Javid chosen as new UK home minister
BRITISH Prime Minister Theresa May yesterday appointed the first ethnic-minority politician to the key post of home secretary, as the government struggled to contain a scandal over the mistreatment of long-term residents from the Caribbean.
Sajid Javid replaces Amber Rudd, who resigned late Sunday, saying she had “inadvertently” misled lawmakers about whether the government had deportation targets.
The Windrush immigration scandal has dominated headlines in Britain for days and sparked intense criticism of the Conservative government’s tough policies.
The furor began when the Guardian newspaper reported that some people who came to the UK from the Caribbean in the decades after World War II had recently been refused medical care in Britain or threatened with deportation because they could not produce paperwork proving their right to reside in the country.

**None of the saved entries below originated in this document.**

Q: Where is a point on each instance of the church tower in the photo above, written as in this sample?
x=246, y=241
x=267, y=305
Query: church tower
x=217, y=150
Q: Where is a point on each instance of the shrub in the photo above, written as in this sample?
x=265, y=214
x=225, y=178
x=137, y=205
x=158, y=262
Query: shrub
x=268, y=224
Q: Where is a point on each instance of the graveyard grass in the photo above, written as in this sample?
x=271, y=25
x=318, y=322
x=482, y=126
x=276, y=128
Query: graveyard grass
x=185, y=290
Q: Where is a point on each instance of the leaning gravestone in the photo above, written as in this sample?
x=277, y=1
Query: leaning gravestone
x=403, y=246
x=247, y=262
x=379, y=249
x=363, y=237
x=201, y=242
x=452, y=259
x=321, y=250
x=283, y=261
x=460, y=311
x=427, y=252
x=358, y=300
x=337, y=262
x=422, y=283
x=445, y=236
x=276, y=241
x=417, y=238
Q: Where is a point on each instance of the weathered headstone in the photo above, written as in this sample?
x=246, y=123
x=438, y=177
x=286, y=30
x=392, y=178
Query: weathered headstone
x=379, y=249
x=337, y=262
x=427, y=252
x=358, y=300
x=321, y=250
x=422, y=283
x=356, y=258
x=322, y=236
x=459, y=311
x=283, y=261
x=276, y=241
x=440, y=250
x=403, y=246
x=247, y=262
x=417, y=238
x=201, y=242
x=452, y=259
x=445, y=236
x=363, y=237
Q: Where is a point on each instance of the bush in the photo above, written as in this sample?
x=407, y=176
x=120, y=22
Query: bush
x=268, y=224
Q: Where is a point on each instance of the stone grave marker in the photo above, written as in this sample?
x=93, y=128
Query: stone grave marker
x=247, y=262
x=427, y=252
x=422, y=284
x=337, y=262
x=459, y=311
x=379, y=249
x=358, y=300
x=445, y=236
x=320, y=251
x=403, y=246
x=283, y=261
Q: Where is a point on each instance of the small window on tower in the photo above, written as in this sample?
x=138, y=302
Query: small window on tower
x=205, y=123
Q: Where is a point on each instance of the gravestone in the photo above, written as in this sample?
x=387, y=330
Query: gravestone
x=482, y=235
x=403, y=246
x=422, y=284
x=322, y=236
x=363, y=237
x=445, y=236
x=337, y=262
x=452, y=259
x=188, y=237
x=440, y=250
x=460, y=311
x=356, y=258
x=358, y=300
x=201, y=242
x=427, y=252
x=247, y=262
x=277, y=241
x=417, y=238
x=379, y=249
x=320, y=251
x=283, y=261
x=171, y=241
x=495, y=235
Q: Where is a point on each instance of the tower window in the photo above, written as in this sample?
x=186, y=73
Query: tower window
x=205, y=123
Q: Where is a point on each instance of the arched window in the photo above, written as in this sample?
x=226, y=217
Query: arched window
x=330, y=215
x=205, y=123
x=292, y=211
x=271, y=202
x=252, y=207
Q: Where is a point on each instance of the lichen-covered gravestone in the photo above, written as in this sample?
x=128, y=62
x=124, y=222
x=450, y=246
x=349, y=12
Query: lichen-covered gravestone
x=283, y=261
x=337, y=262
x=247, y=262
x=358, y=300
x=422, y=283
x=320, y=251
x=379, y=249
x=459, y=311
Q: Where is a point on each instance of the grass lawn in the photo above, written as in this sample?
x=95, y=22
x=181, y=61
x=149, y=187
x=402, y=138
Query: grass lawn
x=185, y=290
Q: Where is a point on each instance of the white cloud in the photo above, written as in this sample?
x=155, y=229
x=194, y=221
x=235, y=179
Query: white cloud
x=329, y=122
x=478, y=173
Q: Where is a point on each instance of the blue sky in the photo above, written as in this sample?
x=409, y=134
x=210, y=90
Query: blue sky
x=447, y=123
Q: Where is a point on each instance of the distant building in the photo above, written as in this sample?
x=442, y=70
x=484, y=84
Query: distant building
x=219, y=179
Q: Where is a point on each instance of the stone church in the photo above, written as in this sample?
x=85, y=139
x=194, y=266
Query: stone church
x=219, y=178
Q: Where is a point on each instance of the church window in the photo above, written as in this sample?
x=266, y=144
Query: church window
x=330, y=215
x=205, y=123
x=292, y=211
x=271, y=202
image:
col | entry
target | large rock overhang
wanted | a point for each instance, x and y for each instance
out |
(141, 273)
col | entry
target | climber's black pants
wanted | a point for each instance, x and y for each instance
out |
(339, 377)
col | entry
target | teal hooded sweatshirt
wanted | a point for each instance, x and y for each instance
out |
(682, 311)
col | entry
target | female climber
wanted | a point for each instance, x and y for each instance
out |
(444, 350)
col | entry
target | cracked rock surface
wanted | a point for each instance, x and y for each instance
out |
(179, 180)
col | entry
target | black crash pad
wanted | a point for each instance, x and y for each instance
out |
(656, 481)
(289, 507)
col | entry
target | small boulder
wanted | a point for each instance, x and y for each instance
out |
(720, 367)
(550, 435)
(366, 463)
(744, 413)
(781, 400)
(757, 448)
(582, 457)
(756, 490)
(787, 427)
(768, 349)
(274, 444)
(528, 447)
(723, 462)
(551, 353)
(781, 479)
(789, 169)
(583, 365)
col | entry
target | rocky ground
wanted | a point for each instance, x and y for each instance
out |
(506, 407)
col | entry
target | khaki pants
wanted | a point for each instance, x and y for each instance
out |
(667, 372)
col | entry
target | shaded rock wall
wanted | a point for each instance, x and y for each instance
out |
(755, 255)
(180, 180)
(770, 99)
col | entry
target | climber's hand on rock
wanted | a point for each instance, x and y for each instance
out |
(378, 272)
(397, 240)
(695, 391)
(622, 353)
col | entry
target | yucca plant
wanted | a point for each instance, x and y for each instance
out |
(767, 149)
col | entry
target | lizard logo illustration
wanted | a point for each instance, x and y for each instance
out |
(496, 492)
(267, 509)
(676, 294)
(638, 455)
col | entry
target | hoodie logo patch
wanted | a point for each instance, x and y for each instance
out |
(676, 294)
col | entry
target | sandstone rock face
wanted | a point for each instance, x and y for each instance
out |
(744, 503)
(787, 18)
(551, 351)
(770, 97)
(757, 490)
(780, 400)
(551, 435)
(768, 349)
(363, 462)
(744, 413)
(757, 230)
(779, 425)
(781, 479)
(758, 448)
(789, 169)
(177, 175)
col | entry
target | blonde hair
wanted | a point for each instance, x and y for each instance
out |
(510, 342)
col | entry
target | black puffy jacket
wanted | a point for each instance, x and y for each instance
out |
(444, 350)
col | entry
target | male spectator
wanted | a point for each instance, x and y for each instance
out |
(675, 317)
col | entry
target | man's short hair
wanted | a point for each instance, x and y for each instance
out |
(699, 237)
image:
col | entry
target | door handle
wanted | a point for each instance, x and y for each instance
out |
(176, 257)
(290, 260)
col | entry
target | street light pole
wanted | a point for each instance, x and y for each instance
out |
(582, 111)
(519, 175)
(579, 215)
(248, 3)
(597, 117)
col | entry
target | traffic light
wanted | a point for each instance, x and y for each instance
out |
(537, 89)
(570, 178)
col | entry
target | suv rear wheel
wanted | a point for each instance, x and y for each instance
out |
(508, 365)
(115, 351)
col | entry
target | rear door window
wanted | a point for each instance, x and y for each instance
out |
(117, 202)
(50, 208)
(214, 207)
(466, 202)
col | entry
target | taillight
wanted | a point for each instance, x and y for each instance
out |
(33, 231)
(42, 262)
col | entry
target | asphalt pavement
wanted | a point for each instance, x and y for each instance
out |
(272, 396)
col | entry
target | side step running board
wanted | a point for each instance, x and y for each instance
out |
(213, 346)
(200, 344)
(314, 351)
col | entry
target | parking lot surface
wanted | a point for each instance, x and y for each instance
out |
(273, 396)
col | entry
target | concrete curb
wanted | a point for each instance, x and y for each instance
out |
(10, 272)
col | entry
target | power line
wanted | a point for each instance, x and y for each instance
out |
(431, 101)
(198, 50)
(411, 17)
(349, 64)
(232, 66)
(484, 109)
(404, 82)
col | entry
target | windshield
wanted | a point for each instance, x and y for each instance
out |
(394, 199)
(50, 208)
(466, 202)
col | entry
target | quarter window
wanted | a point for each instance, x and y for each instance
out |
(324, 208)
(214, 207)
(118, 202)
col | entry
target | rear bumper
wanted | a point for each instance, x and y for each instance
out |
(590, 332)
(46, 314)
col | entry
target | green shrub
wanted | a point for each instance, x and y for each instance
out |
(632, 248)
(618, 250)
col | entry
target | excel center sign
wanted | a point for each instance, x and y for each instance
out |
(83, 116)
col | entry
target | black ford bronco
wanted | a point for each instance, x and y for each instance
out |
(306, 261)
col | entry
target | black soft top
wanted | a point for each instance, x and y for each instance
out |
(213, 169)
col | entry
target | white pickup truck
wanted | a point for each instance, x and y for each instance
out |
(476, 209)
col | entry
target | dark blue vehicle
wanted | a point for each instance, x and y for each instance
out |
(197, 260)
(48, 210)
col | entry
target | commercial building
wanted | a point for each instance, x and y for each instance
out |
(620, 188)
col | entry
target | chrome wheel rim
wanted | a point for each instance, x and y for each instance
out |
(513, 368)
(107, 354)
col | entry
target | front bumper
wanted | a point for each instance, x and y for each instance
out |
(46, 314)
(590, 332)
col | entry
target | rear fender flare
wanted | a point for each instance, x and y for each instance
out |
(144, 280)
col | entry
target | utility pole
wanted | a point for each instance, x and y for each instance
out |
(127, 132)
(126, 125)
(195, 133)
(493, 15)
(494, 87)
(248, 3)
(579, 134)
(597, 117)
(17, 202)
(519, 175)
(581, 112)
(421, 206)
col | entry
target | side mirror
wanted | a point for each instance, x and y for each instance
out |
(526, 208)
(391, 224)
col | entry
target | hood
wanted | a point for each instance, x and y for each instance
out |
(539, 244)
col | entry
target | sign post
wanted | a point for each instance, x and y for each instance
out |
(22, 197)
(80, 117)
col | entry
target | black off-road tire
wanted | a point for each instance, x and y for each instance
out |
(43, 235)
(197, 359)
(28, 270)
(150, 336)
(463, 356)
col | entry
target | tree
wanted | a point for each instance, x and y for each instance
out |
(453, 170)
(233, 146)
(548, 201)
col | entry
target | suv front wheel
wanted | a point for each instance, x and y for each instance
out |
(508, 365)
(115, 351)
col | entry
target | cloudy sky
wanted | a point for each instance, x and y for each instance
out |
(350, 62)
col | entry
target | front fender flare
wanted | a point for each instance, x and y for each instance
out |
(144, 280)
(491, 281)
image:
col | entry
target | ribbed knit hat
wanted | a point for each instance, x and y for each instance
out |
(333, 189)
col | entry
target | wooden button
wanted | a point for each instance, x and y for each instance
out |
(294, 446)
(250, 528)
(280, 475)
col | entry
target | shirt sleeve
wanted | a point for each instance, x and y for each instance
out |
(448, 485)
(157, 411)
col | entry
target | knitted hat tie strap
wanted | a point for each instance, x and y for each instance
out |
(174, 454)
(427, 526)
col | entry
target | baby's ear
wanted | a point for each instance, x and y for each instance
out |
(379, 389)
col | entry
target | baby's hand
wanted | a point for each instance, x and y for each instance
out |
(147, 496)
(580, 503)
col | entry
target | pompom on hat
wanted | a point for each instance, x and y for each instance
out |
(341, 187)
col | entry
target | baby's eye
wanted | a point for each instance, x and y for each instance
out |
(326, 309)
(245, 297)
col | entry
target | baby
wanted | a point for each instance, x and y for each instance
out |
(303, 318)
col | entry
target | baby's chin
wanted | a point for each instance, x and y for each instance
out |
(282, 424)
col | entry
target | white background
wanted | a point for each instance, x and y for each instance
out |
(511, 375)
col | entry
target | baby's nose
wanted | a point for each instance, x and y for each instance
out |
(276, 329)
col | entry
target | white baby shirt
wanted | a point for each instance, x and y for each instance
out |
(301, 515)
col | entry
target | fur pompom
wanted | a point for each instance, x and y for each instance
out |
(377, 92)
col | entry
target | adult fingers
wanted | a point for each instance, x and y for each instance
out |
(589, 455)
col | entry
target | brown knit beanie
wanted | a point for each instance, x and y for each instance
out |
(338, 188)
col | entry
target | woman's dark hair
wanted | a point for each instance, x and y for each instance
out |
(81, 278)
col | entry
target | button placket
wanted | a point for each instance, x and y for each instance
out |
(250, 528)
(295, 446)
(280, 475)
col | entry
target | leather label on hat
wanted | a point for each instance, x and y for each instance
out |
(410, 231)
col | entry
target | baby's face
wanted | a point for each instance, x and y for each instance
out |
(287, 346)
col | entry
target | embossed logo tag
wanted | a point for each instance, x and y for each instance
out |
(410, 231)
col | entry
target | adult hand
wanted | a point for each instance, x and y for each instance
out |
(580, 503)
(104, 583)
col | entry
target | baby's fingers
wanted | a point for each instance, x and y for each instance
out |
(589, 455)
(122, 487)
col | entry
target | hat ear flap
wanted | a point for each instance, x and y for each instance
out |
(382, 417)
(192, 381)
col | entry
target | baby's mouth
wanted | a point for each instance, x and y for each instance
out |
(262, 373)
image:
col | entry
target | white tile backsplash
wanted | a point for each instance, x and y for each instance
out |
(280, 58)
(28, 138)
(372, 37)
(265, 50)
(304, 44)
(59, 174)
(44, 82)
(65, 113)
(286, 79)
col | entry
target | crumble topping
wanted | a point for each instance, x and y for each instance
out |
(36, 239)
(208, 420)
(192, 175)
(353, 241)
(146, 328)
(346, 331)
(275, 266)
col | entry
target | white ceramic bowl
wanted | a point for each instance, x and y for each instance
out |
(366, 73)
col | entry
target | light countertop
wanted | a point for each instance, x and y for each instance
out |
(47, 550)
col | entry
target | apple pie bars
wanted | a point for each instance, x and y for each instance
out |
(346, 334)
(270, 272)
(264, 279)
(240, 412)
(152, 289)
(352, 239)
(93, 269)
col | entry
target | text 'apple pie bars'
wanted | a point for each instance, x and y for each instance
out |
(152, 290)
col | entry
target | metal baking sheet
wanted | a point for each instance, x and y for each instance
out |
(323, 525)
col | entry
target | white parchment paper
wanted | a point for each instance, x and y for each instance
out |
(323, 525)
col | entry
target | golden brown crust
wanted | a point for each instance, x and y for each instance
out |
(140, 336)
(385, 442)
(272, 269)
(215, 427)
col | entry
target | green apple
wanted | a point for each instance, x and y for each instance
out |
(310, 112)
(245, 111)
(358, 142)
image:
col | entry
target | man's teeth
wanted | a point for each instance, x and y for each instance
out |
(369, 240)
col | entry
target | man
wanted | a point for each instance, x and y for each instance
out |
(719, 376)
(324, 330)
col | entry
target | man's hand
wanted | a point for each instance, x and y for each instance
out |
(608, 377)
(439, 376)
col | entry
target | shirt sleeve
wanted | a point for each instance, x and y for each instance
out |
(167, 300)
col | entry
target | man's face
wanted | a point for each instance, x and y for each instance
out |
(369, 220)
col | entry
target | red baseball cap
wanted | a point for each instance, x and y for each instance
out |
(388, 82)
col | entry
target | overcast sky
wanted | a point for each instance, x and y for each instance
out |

Immigration is a divisive issue in Britain, with cutting the inflow of migrants a major factor for many voters who in 2016 backed leaving the European Union. The government has an oft-stated but longunmet goal of reducing net immigration below 100,000 people a year, less than half the current level. Opponents say the government should drop that target.
May is facing calls to take responsibility for the tough immigration policies when she was home secretary in 2012.
Those affected belong to the “Windrush generation,” named for the ship Empire Windrush, which in 1948 brought Caribbean immigrants to Britain, which was seeking nurses, railway workers and others to help it rebuild after the devastation of World War II.
They and subsequent Caribbean migrants came from British colonies or ex-colonies and had an automatic right to settle in the UK. But some have been ensnared by tough new laws to make UK a “hostile environment” for illegal immigrants.